Über die französische Besatzungszeit Anfang des 19. Jahrhunderts gibt es viel zu lesen, aber Nachrichten, die sich konkret auf unsere Gegend beziehen, sind doch dürftig.
In Zeitungsbeilagen und Kalendern haben wir sehr interessante Artikel von Lehrer Meyer (Hönow) und Max Rehberg (Erkner) gefunden, die sich mit dem Thema befassen und in unseren Beitrag über den Franzosenfriedhof zwischen Hönow und Mehrow eingeflossen sind. Aber diese sind über hundert Jahre nach dem Geschehen geschrieben worden.

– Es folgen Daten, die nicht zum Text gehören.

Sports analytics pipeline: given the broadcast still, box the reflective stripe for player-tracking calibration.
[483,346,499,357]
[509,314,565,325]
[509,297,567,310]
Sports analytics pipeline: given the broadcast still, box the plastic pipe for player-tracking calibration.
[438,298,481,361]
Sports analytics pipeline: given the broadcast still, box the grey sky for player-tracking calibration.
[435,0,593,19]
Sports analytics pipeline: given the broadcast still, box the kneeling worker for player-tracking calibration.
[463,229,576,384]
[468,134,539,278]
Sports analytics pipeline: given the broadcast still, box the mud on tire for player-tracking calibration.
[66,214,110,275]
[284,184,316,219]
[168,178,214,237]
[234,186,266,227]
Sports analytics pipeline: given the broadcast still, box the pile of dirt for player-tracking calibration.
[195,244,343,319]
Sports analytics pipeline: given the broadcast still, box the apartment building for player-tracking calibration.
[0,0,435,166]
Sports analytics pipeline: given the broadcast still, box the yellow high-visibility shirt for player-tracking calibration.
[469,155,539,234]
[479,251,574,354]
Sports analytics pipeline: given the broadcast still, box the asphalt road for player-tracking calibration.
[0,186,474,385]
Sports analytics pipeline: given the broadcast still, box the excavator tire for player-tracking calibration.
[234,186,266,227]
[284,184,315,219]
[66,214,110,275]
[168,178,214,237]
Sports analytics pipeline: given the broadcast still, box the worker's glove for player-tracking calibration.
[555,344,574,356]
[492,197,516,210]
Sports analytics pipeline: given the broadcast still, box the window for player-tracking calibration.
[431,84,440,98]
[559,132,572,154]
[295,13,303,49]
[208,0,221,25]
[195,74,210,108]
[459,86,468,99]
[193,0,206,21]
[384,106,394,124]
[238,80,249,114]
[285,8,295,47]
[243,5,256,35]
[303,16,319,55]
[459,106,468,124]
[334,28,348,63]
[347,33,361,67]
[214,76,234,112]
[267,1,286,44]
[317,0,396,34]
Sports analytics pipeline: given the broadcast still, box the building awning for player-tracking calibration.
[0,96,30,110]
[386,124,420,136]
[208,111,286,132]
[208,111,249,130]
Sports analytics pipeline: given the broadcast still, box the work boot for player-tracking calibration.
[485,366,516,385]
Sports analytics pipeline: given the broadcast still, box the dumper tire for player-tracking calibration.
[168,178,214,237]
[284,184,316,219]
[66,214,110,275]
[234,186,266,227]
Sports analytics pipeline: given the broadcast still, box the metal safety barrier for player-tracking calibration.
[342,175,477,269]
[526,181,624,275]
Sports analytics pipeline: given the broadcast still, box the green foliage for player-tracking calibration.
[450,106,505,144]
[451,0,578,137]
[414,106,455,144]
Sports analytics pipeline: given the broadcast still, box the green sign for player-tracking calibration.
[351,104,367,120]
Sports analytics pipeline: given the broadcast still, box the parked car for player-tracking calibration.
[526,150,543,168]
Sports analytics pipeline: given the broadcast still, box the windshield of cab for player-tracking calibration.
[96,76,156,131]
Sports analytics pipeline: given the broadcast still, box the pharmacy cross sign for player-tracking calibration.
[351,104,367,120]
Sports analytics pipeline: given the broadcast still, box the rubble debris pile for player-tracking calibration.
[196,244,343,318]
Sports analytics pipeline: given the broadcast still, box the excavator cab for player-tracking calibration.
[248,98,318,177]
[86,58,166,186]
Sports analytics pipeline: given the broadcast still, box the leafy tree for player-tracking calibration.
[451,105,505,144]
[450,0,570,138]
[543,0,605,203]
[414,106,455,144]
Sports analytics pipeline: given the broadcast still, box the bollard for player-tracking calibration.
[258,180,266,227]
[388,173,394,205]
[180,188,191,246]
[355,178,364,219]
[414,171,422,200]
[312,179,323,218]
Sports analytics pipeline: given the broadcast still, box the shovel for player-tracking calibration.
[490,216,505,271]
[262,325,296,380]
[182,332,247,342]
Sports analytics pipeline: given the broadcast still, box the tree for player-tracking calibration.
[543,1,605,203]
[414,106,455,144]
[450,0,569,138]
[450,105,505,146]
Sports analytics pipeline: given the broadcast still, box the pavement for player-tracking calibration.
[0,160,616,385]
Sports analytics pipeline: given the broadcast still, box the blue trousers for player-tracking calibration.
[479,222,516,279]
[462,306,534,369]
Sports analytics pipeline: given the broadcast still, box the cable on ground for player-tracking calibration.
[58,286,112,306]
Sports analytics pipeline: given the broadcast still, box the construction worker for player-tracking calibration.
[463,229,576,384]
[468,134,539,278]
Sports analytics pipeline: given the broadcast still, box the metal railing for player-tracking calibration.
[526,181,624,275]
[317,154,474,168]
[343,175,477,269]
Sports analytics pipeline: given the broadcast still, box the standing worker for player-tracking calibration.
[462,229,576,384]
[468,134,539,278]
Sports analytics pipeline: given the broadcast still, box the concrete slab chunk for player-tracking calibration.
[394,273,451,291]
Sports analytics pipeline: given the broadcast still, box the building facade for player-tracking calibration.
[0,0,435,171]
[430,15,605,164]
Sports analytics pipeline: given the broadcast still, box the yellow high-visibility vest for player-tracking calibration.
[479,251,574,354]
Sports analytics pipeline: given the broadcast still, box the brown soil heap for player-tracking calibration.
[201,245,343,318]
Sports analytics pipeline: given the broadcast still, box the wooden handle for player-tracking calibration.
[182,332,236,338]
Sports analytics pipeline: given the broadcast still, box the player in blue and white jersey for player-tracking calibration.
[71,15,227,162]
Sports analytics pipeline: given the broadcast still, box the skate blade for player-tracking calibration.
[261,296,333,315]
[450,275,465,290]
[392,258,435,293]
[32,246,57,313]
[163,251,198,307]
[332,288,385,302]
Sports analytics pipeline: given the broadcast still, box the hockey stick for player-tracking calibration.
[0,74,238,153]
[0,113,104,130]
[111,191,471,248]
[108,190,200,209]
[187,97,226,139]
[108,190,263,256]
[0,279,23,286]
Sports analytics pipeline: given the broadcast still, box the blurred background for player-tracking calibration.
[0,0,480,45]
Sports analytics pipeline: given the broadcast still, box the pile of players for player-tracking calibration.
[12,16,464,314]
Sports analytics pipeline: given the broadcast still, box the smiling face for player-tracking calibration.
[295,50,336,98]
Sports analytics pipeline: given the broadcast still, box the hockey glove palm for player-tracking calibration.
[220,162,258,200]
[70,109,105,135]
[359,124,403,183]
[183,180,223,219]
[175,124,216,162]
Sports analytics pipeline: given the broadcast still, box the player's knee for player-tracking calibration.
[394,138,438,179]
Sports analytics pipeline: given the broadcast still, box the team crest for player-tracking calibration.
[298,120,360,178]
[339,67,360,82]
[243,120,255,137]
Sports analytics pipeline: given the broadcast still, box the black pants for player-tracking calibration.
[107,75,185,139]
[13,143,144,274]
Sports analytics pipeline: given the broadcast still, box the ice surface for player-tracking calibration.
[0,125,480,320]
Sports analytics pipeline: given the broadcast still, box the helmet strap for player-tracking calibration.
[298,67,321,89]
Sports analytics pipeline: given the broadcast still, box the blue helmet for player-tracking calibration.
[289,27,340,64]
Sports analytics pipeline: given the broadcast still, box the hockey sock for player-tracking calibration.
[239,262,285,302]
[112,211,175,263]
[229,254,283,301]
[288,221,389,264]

Jetzt sind wir in einem Buch von 1863, das sich mit den fünfzig Jahre zuvor statt gefundenen Ereignisse befasst, auf einen interessanten Augenzeugenbericht gestoßen. Der Husaren-Leutnant von Hobe berichtet, wie eine kleine Kosaken-Truppe hier durch unsere Orte (vorbei an dem französischen Außenposten in Werneuchen) zieht, um in Berlin durch einen blitzartigen Überfall die dort in großer Menge stationierten Napoleonischen Truppen zu attackieren. Der Überfall führte zwar nicht wie erhofft zu einem Aufstand der Berliner Bevölkerung gegen die Besatzer, war aber letztlich doch ein Grund dafür, dass sich die Franzosen ein paar Tage später aus der Stadt zurückzogen.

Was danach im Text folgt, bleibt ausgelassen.